Heidi Schreck’s mostly one-woman play will be the most produced play in the U.S. next year, and with the Dobbs Supreme Court decision now sending tremors through state elections, I can see why. Not that the play is about abortion. It’s about … well, it’s about so much, but mostly it asks the question: What does the US Constitution mean for those of us who were not so much on the founders’ minds — women, people who were enslaved, poor people, people of color? And at a very visceral level, the play explores, with winning humor and warmth, what this “living, breathing” document meant — and could not mean — to four generations of women in the playwright’s family: a millworker, a mail-order bride, victims and survivors of violence, those who were silenced, and those who decided that silence could no longer be bourn.

The play is a maestra class in how to ask questions of a document that was created to be amendable, because for all their shortcomings, the founders had some insight that “Who we are now is not who we might become" — a theme that reverberates in the show, and for any living being.

And yet: Historian Jill Lepore has made the point that the U.S. Constitution is also notoriously one of the most difficult to amend. And, significantly, we seem to have frozen in place with the decades-long attempt to pass the Equal Rights Amendment. Lepore sees ERA’s failure as the “linchpin” of our current political polarization, a claim I’ve been pondering since seeing Heidi Schreck’s play. A key problem, Lepore says in aNew Yorker Radio Hour interview, is that “Americans are pretty terrified of sitting down and talking to one another about any fundamental questions about how we should organize our political lives.” Her interviewer, David Remnick, asks, “Why is that?” And she replies, “Because we have lost the habit of doing so.”
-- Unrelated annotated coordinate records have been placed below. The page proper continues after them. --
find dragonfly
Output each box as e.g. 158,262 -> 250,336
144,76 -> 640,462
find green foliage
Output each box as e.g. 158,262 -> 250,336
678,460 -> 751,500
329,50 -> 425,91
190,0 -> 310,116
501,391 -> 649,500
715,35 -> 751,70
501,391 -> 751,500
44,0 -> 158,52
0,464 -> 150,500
That hoped-for dialogue, that desire to restart that habit, is what drew me to participate in the “One Small Step” initiative, which I also recommend to you — yes, you, fellow listener, putting your coffee cup to your lips or gripping a steering wheel! After I filled out a brief survey, I was matched with Joy, a woman of faith and service who lives in the Detroit area. Our conversation, structured to “lead with curiosity” is now on theStory Corps website.While different beliefs animated our community advocacy, we found more in common than not, particularly when Joy said she’d learned from a career in nursing, and from her parents, to see everyone with “individual consideration.”

The power of the personal stories Joy and I shared, animated by different perspectives, is of a piece with the play What the Constitution Means to Me, testing big truths with personal experience and deep emotion. With elections on the horizon, there’s no better time to consider who we are now and, if we wanted it enough, who we might become.

Music: "Shake It Out" by Florence and the Machine

April Lidinsky is a writer, activist, mother, foodie, black-belt, organic gardener, and optimist. She is a Professor of Women's and Gender Studies at IU South Bend and is a reproductive justice advocate.